The first one happened Wednesday night, I brought my flashlight that can change from white LED to green LED to red laser dot, I set it to the green light, and used it when I needed to go to the bathroom. This way, I wouldn’t bother my two roommates and wake them up, or trip in the dark if I didn’t turn on the light. While I was in the restroom, the green light flickered. I peered at it closer, and it began to grow smaller and small, ready to go out. I said, “Really? You’re going to suck the batteries’ life,” shook the flashlight, and it came back on, so I managed to get back to bed, thinking I might have to replace the batteries in it. But the rest of the weekend, it remained strong when switched on. The second thing that happened to me was Friday night. Dead tired after seeing the mini horror films and enjoying the reception afterwards, Dee and I decided to go to bed and not go to the Monster Mashup. Our other roomie, Cat, did go. Dee put her headshot connected to her radio and fell asleep. I didn’t. It was while I lay in bed in the very quiet room, between Dee’s and my bed in the bedroom a loud whistle like someone blowing from their lips sounded in the air. I turned on the light by me and asked Dee if that was her, but she just snored lightly only. The next day she said maybe her radio, but I did as best as I could an imitation pf the whistle and she said, “No, it doesn’t do that.” I wondered why the whistle, but again who knows why? I also admit earlier on Friday night, when Dee and Cat went down to outside for Dee to smoke, I was alone and suddenly felt I was not alone. I just kept my eyes closed and finally the roomies returned.

I do know my streaming laptop wouldn't come up, no matter how long I charged it up. Funny thing, back to normal once home. Was it paranormal. or maybe just the Internet which was sort of wonky (not paranormal) or even the electricity? I'd brought my ghost box which wouldn't come up at all, but it was okay once home. But my EMF meter came on. Who knows why for all that.  Our room was 830.
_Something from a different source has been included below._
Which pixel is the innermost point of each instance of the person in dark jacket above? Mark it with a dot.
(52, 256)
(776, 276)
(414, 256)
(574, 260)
Strange, but with possible explanations were the elevators stopping and opening and no one on the floor (these were the floors with rooms only). Some people mentioning odd noises in the hallways and no one else out there, or in their rooms.

I did used my pendulum Saturday afternoon since my ghost box didn’t come on. It said yes to being female, there since the 20s, and causing my light to start dying, plus my laptop. Still rather have done my ghost box, but maybe it did answer me with the pendulum.  
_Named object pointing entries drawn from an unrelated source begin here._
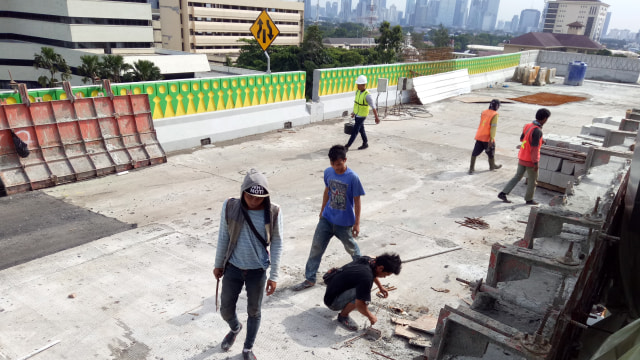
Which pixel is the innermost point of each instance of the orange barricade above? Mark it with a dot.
(70, 141)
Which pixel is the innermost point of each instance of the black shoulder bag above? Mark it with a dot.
(21, 147)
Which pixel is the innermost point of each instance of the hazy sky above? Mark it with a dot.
(624, 13)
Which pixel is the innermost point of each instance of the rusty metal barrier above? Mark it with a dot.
(76, 139)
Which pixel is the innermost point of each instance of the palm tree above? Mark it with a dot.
(54, 63)
(90, 67)
(113, 67)
(144, 70)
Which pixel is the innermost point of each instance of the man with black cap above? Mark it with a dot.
(248, 226)
(486, 136)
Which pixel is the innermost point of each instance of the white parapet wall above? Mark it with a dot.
(603, 68)
(191, 131)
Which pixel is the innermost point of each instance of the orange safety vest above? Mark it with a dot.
(525, 147)
(484, 130)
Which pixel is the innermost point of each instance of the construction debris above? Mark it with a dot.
(440, 290)
(474, 223)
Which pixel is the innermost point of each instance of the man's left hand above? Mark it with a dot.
(271, 287)
(384, 292)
It would have been interesting to find out of HP Lovecraft has ever stepped into the hotel, or if his spirit has been seen there. After all, Providence was his stomping grounds and he would have been alive when it first was built and people stayed there.

History of the Biltmore

The Providence Biltmore Hotel is a historic landmark built in 1922. It was added to the National Register of Historic Places in 1977 and is a member of Historic Hotels of America, the official program of the National Trust for Historic Preservation. Today, there are about 300 rooms and 2 ballrooms. It has 18 floors.

"Toot Toot Tootsie Goodbye" was all the rage when 12-hundred guests gathered at the hotel for an opening night ball on June 6, 1922. The brick edifice was brilliantly lit and decorated with sprays of roses and carnations, the Providence News reported. Guests gorged themselves on a ten-course meal that included two seafood and two meat dishes. Then-Providence Mayor Joseph Gainer said the lack of a modern hotel had been holding the city back.

The hotel went on to fulfill its promise, becoming a social gathering point for Rhode Islanders and a destination for a host of celebrities, including President John Kennedy and his wife, Jacqueline, actress Audrey Hepburn, boxer Rocky Marciano and a young senator named Joe Biden. Even the dance floor was once converted into a swimming pool for Esther Williams and a skating rink for Sonja Henie. In the early years, the chef grew vegetables and raised roosting hens on the roof of the hotel so that celebrities like Benny Goodman could have fresh eggs. (Ah, here are those ‘chickens’ people claimed raised for Satanists I will mention later in this post.).

The hotel has also had its share of hard times. During the 1938 hurricane water filled the first floor. Hurricane Carol inundated it again in 1954.

By 1975 the Biltmore closed after its owner was unable to make a gas payment. Of course, it reopened, otherwise, Stokercon 2018 wouldn’t have been held there earlier this month. There are articles online that it was sold in October 2017 and will be part of a hotel chain in 2019.

There’s the glass elevator tacked onto the front of the Biltmore in the 1970's. It hasn't worked in years. They even have a cute sign attached to it that I took a picture.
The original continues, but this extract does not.